Langsung ke konten utama

Sejarah Perekonomian Indonesia


Sejarah Perekonomian Indonesia



Elfrido Naufal Christaliano
(22218203)



1.     Masa Kerajaan – Kerajaan Kuno

a.      Kerajaan Sriwijaya


Kerajaan Sriwijaya berkembang pesat dalam jalur perdagangan, menjadi kerajaan utama yang mengendalikan 2 jalur perdagangan utama antara China dan India. Dalam suatu catatan pedagang arab, luasnya wilayah kerajaan yang begitu besar membuat kapal yang cepat pun tidak mampu mengelilingi pulau yang menghasilkan rempah. Kerajaan Sriwijaya juga melakukan hubungan dagang dengan kerajaan di Jazirah, Arab.

            b.     Kerajaan Majapahit 



Merupakan kerajaan maritim sebagai pusat perdagangan dan ekonomi di nusantara. Kerajaan Majapahit banyak menghasilkan rempah rempah dan mempunyai hewan – hewan yang jarang ditemui.. Kegiatan transaksi sehari – hari dalam perekonomian di pulau jawa seperti membeli atau menjual barang, membayar pajak dan denda termonetisasi secara parsial, menggunakan koin emas dan perak sebagai alat transaksi.

2.      Jaringan Perdagangan Islam
                         

                          
Pedagang Muslim telah menyebarkan agama Islam di sepanjang rute perdagangan yang menghubungkan Dunia Islam yang membentang dari Mediterania, Timur Tengah, India, Kepulauan di Asia Tenggara dan China.
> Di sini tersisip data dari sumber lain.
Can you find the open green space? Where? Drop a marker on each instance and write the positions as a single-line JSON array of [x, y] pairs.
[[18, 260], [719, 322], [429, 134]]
Para pedagang Muslim dari jazirah Arab dan teluk berlayar melintasi nusantara dalam perjalanan mereka ke menuju China, sejak perjalanan perdananya pada abad ke-9 yang dibuktikan melalui penemuan Bangkai kapal Belitung yang berisi muatan dari Cina di lepas pantai Pulau Belitung. Kehadiran para pedagang Muslim menjadi salah satu penguat pengaruh berdirinya Kerajaan Islam di nusantara yang bertepatan dengan jatuhnya kerajaan Hindu-Buddha. Pada abad ke-13, Islam telah memiliki pijakan di Indonesia melalui berbagai kerajaan bernuansa Islam seperti Kesultanan Samudera Pasai di Aceh dan Kesultanan Ternate di Kepulauan Maluku. Maluku yang merupakan daerah penghasil rempah-rempah mendapatkan namanya dari bahasa arab "Jazirat al Muluk" yang berarti "kepulauan para raja".

3.      Perdagangan Komoditas Rempah-Rempah Oleh Eropa



Pertama kali didatangi oleh Portugis yang ingin menguasai rempah rempah. Namun gagal dengan perlawanan ternate. Lalu Belanda dengan VOC berhasil menguasai Nusantara dan menguasai rempah rempah yang ada di Indonesia. VOC sebagai organisasi dagang buatan belanda yang mempunyai kebijakan kebijakan sendiri di Nusantara.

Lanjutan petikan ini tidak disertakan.